Desde então, cresceram as denúncias de quebras ilegais de sigilo fiscal. Alguns vazamentos, como os relativos às declarações de renda do vice-presidente do PSDB, Eduardo Jorge Caldas Pereira, do ex-ministro Luís Carlos Mendonça de Barros, do ex-diretor do Banco do Brasil Ricardo Sérgio de Oliveira e da filha e do genro do candidato José Serra – Verônica Serra e Alexandre Bourgeois -, foram realizados com propósitos políticos por auditores e analistas vinculados ao PT e a centrais sindicais, durante a campanha eleitoral.

Quando a Polícia Federal começou a investigar, descobriu-se que a quebra sistemática e acintosa de sigilo fiscal não tinha apenas motivação política e partidária, mas se devia também a interesses financeiros escusos. Em algumas delegacias do órgão, como a de Mauá, senhas de acesso ao banco de dados eram compartilhadas por analistas e até por servidores administrativos, que vendiam informações fiscais sigilosas a quem pagasse propina. Cada acesso custava R$ 100. Foi por esse esquema que vazou, por exemplo, a declaração de renda da apresentadora da TV Globo Ana Maria Braga.

Para tentar evitar que a exploração do escândalo pela oposição prejudicasse a campanha da candidata situacionista à Presidência da República, no 2.º turno, o ministro da Fazenda e o presidente Lula baixaram às pressas a Medida Provisória 507, que define novos critérios para quebra de sigilo fiscal, estabelece rigorosas punições para os servidores que violarem as regras de acesso à base de dados do Fisco e disciplina o uso de procurações por advogados na representação de seus clientes, em processos administrativos. Como o lobo perde o pelo, mas não o vezo, a Receita Federal viu na regulamentação dessa MP uma oportunidade para ampliar o acesso a dados fiscais sigilosos.

Baixada em outubro, a Portaria n.º 1.860 tinha redação imprecisa e vários dispositivos polêmicos, cuja inconstitucionalidade foi denunciada pelo Conselho Federal da Ordem dos Advogados do Brasil. O texto causou tanta perplexidade nos meios jurídicos e forenses que a Receita Federal foi obrigada a revogá-lo, substituindo-o pela Portaria n.º 2.166.

O novo texto é mais claro e especifica as informações que não estão protegidas por sigilo fiscal, mas continuou sendo tão polêmico quanto o da portaria anterior. Ele permitiu, por exemplo, o acesso, de “estagiários de instituições conveniadas”, participantes de treinamentos e atividades profissionais e de pesquisadores acadêmicos a dados protegidos. Por essa portaria, os estagiários só poderiam acessar os dados com a devida autorização dos supervisores e estariam limitados à área específica de atuação de cada profissional. Além disso, só seria permitido o acesso a processos – e não aos bancos de dados informatizados. As novas regras também permitiram o acesso a informações sigilosas de analistas e auditores que fazem pós-graduação, mas proibiram sua divulgação nas teses.

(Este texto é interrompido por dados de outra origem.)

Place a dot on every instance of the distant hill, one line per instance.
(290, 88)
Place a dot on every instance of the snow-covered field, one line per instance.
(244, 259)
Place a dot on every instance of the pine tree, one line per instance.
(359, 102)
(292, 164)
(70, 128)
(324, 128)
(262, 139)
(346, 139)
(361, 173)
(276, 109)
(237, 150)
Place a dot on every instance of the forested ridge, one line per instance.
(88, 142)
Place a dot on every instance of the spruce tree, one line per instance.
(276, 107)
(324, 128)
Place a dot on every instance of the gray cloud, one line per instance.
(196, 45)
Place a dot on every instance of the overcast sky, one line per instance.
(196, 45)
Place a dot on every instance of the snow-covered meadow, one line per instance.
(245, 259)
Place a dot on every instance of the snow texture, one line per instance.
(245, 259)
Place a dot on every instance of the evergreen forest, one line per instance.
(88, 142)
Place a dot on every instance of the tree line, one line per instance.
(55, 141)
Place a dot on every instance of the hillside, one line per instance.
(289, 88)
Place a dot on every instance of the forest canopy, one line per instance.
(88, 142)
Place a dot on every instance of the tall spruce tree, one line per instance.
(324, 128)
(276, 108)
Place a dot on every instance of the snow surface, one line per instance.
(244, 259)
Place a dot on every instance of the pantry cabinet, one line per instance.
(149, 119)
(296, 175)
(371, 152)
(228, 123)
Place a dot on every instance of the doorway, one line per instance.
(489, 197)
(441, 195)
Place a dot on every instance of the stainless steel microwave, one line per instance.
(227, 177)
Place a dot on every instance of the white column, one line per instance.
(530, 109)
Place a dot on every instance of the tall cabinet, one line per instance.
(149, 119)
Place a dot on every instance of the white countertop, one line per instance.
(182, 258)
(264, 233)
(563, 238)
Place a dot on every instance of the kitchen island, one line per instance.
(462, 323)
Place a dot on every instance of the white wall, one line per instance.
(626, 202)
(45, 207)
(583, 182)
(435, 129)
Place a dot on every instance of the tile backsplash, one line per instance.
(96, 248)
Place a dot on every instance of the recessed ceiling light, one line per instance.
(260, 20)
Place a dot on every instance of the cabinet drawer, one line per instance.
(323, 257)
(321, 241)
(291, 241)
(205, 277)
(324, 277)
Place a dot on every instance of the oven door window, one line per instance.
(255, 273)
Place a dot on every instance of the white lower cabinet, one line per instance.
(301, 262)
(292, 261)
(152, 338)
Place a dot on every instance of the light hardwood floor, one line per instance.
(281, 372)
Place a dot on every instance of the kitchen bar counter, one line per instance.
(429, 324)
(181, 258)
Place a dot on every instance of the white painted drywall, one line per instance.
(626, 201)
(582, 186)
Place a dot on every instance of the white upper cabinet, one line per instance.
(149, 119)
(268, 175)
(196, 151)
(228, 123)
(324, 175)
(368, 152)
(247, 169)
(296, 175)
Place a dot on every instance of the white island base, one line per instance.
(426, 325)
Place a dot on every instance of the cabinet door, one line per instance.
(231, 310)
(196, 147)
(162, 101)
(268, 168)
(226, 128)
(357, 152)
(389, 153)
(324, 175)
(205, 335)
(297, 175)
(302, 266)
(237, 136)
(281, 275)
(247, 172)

Como os tributaristas voltaram a alertar que as brechas para eventuais vazamentos de informações fiscais sigilosas não foram devidamente fechadas pela Portaria n.º 2.166, a Receita Federal foi obrigada a alterar seu teor na semana passada, por meio da Portaria n.º 2.201, sob a justificativa de aumentar a segurança na “manipulação de dados”. Foi a terceira portaria baixada sobre a mesma matéria no período de um mês. Fato no mínimo intrigante, num órgão que é tido como de excelência na administração direta.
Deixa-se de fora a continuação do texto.